Die Gruppe, die das „Land der tausend Hügel“ vom 24.1. bis zum 8.2.2013 hautnah erleben konnte,
wurde begleitet von drei Lehrern des SGG sowie Dr. Michael Schneider, dem Betriebsarzt von
Boehringer Ingelheim, einem ausgebildeten Tropenarzt.
Nicht unerheblich für den Erfolg der Reise verantwortlich war auch Jacques Nshimyumukiza, der für
die Deutsche Gesellschaft für internationale Zusammenarbeit tätig ist, und ohne den der Delegation
wohl viele Türe und Toren in Ruanda verschlossen geblieben wären.

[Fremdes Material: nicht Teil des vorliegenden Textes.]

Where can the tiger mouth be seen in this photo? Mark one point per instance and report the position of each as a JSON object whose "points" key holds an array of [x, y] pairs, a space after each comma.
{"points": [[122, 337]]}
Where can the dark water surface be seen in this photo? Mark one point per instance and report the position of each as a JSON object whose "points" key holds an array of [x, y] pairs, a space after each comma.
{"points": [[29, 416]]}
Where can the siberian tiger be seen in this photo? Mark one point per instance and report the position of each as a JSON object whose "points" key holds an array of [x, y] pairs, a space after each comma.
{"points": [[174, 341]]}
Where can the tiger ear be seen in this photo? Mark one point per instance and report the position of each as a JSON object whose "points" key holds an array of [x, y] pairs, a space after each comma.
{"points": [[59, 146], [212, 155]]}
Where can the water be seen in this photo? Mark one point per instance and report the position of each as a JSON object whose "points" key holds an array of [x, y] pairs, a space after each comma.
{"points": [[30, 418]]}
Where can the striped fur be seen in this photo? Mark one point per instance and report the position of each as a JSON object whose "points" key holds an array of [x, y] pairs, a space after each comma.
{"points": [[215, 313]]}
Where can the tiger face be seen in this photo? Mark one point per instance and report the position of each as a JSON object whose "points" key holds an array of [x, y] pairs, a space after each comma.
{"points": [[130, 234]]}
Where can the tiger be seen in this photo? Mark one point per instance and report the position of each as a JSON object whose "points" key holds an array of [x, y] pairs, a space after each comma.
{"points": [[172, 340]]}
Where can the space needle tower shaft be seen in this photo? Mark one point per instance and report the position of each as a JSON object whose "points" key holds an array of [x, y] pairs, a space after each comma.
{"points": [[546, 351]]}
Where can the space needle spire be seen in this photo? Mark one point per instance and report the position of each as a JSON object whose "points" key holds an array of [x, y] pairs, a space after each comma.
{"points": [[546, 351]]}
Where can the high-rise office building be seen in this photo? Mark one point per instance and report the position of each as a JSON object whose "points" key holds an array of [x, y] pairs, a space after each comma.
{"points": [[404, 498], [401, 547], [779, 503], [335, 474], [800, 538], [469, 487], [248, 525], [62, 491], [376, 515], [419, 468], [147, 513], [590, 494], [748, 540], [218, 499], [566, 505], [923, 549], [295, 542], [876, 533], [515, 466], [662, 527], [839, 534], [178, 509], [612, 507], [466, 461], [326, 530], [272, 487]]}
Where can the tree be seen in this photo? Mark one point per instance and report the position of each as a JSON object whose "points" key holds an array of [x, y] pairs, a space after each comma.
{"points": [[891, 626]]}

Auf ihrer Tour besuchten die Schüler im Alter zwischen 15 und 19 Jahren unter anderem ihre
Partnerschule in Nyagahanga, den Akagera-Nationalpark und verschiedene Künstler in Kigali, der
Hauptstadt Ruandas.
Den Nutzen der zwar kostspieligen, aber extrem emotionalen wie beeindruckenden Reise in das Herz
des afrikanischen Kontinents beschreibt Prof. Dr. Volker Wilhelmi, Hauptverantwortlicher der Tour,
so: „Wir investieren in die Köpfe der Schülerinnen und Schüler. So ein Trip beeinflusst einen ein
Leben lang, egal, ob man später in die Entwicklungshilfe geht oder als Broker arbeitet.“
Auch schon vor Ort konnten die Reiseteilnehmer Projekte direkt unterstützen. So lag die
Verwendung der Spendengelder, die die Schüler des Stefan-George-Gymnasiums während der Aktion
Tagwerk und des Laufs für Ruanda im Sommer letzten Jahres gesammelt hatten, in der
Verantwortung der Gruppe. Nachdem eine Einrichtung besucht worden war, konnten die
Reiseteilnehmer aktiv die sinnvollste Verwendung der Gelder diskutieren und mitentscheiden.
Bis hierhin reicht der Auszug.